All Stories Come Together in the End

Artista: Carlos Ranc

This exhibition originated in The Clipperton Project, a trip to the island of Clipperton in March 2012. The journey was made in two small sailboats and a motorboat, with a total of twenty-two participants, including the crew. The passengers included artists, writers, and scientists, whose mission was to develop scientific and artistic research and production projects during and after the trip. As a result of this experience, which was not unaffected by various problems, Carlos Ranc created a body of work divided into thematic groups. For Biombo*, Ranc presents some of the works that make up this extensive project:

A small library of books in Spanish, English, and French about shipwrecks, losses, islands (both real and metaphorical), maritime tragedies, etc., whose titles and authors’ names were effaced, so that the members of the “crew” could not know whom or what they were reading during the trip. The covers of the books were covered in a phosphorescent orange such as that used for life jackets and inflatable lifeboats.

A video in which the artist is depicted as the curator of an exhibition held on the island of objects gather in situ, out of which Ranc, in an act of appropriation, recreated works by other artists. The text that appears in the subtitles is from the novel Clipperton by Pablo Raphael, a close friend of the artist and also a member of the crew. Before embarking on the voyage, Ranc sent an invitation to everyone on his list of contacts to announce the exhibition: Marooned, “…so so far away that no one can visit it,” with the geographical coordinates of the island as the sole reference.

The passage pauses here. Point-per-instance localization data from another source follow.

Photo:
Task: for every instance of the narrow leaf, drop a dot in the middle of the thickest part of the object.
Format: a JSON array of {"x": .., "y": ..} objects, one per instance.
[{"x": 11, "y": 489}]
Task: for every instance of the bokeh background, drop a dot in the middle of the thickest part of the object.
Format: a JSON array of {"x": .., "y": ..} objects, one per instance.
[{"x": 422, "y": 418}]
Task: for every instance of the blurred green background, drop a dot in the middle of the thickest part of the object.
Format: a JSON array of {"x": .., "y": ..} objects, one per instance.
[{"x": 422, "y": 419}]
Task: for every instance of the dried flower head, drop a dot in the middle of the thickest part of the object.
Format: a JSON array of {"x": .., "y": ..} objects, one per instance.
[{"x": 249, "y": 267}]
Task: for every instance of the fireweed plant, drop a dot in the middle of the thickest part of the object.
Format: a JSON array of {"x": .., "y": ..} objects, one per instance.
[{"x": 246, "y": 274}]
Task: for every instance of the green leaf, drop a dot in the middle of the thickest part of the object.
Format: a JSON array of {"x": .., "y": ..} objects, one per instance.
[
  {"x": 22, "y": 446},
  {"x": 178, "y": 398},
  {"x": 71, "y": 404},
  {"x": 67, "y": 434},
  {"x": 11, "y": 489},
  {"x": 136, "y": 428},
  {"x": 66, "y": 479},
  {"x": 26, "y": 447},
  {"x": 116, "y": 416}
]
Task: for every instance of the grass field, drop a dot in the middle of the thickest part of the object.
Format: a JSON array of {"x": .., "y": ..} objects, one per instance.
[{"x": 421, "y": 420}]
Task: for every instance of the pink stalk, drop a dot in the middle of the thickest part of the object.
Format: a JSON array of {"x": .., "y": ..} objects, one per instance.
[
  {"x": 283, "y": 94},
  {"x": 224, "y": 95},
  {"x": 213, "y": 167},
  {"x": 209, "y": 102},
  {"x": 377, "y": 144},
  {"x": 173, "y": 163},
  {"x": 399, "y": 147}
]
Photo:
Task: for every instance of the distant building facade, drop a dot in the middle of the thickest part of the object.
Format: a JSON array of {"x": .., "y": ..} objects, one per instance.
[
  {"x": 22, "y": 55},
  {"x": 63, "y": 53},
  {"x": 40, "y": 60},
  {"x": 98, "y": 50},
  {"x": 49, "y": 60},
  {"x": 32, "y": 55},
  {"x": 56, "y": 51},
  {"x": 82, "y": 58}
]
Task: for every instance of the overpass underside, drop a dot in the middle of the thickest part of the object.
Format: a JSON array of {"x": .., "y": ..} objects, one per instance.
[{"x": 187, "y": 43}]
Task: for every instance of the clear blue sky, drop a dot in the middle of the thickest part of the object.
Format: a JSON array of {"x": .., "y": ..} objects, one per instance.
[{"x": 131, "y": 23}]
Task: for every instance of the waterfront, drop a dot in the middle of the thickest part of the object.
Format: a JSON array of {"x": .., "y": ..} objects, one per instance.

A book of songs, in the form of a playlist, edited together in such a way that they tell a story of a love affair drawing to its end. There are only two copies of the book: one was deliberately left on the island as a token of expiation, while the other is the one exhibited here.

The work Get Your Filthy Hands off My Desert was created a few months after returning from the island. The monuments in question are all milestones of defeat. The artist transfers them symbolically to the island, which has been reclaimed and then lost again, where the real victors are scurvy and madness.

* Biombo is a program of the Museo de Arte de Zapopan aimed at expanding the practice of art through the appropriation of writing and publishing techniques, through works which are not limited to book form, but which have to be read in order to be understood.